La relatività speciale (o teoria speciale della relatività) è una teoria della fisica sviluppata e spiegata da Albert Einstein nel 1905. Si applica a tutti i fenomeni fisici, purché la gravitazione non sia significativa. La relatività speciale si applica allo spazio di Minkowski, o "tempo spaziale piatto" (fenomeni che non sono influenzati dalla gravitazione).

Einstein sapeva che alcuni punti deboli erano stati scoperti nella fisica più antica. Per esempio, la fisica più antica pensava che la luce si muovesse nell'etere luminifero. Se questa teoria fosse stata vera, ci si aspettavano vari piccoli effetti. Gradualmente sembrava che queste previsioni non avrebbero funzionato.

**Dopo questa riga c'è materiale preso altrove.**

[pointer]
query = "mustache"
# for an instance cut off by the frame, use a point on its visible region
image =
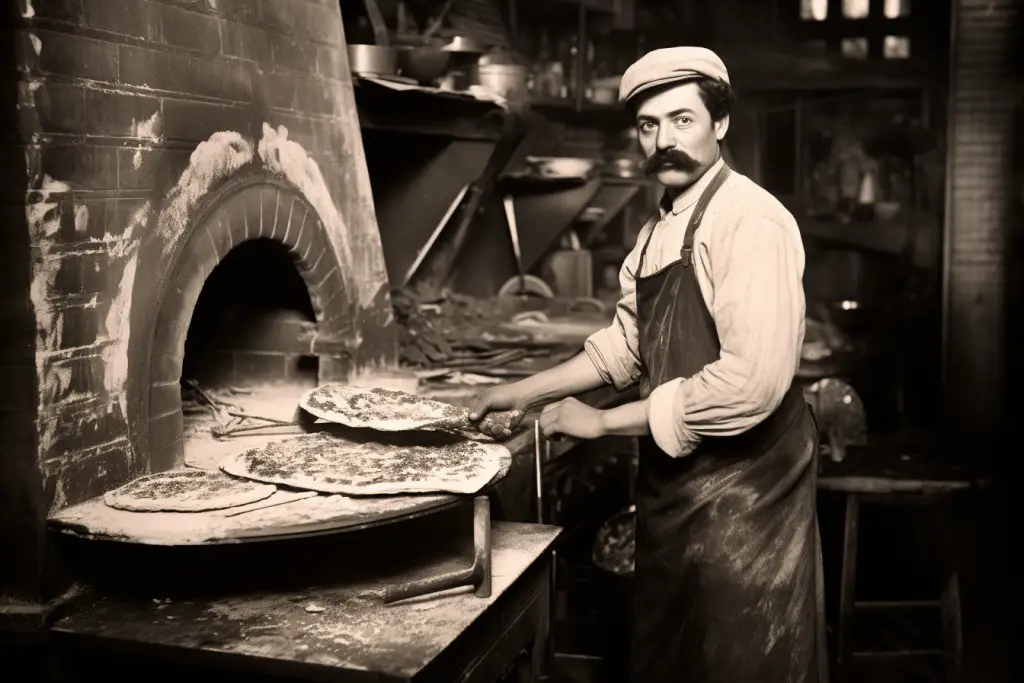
(670, 159)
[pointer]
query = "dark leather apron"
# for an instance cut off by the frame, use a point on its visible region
(727, 574)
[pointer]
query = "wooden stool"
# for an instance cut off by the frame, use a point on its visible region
(875, 481)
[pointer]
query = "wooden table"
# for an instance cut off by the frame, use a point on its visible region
(337, 632)
(892, 476)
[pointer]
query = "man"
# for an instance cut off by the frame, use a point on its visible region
(710, 324)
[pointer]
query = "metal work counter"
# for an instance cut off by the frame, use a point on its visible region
(338, 631)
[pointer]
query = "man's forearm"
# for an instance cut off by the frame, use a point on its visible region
(576, 376)
(626, 420)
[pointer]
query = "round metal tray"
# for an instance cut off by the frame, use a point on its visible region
(300, 518)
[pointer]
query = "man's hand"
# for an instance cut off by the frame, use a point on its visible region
(570, 417)
(504, 397)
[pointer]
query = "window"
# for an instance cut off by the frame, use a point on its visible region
(814, 10)
(816, 46)
(856, 9)
(896, 47)
(854, 48)
(896, 8)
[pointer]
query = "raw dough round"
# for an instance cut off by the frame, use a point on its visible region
(186, 491)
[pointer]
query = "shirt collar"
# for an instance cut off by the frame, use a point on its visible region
(690, 196)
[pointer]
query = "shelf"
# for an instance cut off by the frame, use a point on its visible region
(564, 8)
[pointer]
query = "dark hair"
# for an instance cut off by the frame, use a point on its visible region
(717, 95)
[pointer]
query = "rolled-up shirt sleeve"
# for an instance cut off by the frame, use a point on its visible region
(758, 308)
(613, 350)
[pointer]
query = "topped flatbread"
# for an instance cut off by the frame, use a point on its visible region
(384, 410)
(336, 464)
(186, 491)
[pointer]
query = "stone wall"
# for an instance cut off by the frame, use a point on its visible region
(135, 136)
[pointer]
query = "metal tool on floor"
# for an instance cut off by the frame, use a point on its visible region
(478, 575)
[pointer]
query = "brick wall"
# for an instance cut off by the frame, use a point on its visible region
(983, 93)
(133, 119)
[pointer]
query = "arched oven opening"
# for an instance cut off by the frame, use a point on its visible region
(247, 349)
(252, 315)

Alla fine Einstein (1905) trasse la conclusione che i concetti di spazio e tempo necessitavano di una revisione fondamentale. Il risultato fu la teoria della relatività speciale, che riuniva un nuovo principio "la costanza della velocità della luce" e il "principio di relatività" precedentemente stabilito.

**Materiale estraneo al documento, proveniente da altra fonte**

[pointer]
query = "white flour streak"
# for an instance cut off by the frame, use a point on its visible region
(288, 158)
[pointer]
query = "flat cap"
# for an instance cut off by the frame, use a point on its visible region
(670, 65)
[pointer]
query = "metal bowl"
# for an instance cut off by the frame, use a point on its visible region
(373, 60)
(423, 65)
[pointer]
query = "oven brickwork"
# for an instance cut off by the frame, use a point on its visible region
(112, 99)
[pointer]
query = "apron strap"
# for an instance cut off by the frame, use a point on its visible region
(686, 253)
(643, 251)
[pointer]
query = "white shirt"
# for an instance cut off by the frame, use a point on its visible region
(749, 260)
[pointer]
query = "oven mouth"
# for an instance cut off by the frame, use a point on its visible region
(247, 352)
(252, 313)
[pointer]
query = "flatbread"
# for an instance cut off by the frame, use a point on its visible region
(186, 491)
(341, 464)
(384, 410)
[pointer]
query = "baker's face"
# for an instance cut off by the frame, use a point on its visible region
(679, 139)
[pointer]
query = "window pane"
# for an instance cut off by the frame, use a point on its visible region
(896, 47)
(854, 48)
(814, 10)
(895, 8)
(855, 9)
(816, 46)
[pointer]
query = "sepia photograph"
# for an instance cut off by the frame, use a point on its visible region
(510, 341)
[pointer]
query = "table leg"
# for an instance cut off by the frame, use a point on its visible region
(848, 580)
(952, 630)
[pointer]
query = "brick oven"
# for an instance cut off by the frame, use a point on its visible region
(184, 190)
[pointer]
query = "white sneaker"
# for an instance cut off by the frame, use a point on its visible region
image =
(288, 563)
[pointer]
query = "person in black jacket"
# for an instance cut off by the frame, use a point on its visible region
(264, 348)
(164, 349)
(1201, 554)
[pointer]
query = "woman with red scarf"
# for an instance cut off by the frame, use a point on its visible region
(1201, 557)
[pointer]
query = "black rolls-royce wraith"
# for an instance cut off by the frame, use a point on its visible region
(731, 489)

Galileo aveva già stabilito il principio di relatività, secondo il quale gli eventi fisici devono apparire uguali a tutti gli osservatori, e nessun osservatore ha il modo "giusto" di guardare le cose studiate dalla fisica. Per esempio, la Terra si muove molto velocemente intorno al Sole, ma noi non ce ne accorgiamo perché ci muoviamo con la Terra alla stessa velocità; quindi, dal nostro punto di vista, la Terra è a riposo. Tuttavia, la matematica di Galileo non può spiegare alcune cose, come la velocità della luce. Secondo lui, la velocità della luce misurata dovrebbe essere diversa per le diverse velocità dell'osservatore rispetto alla sua sorgente. Tuttavia, l'esperimento Michelson-Morley ha dimostrato che questo non è vero, almeno non per tutti i casi. La teoria della relatività speciale di Einstein lo spiegava, tra le altre cose.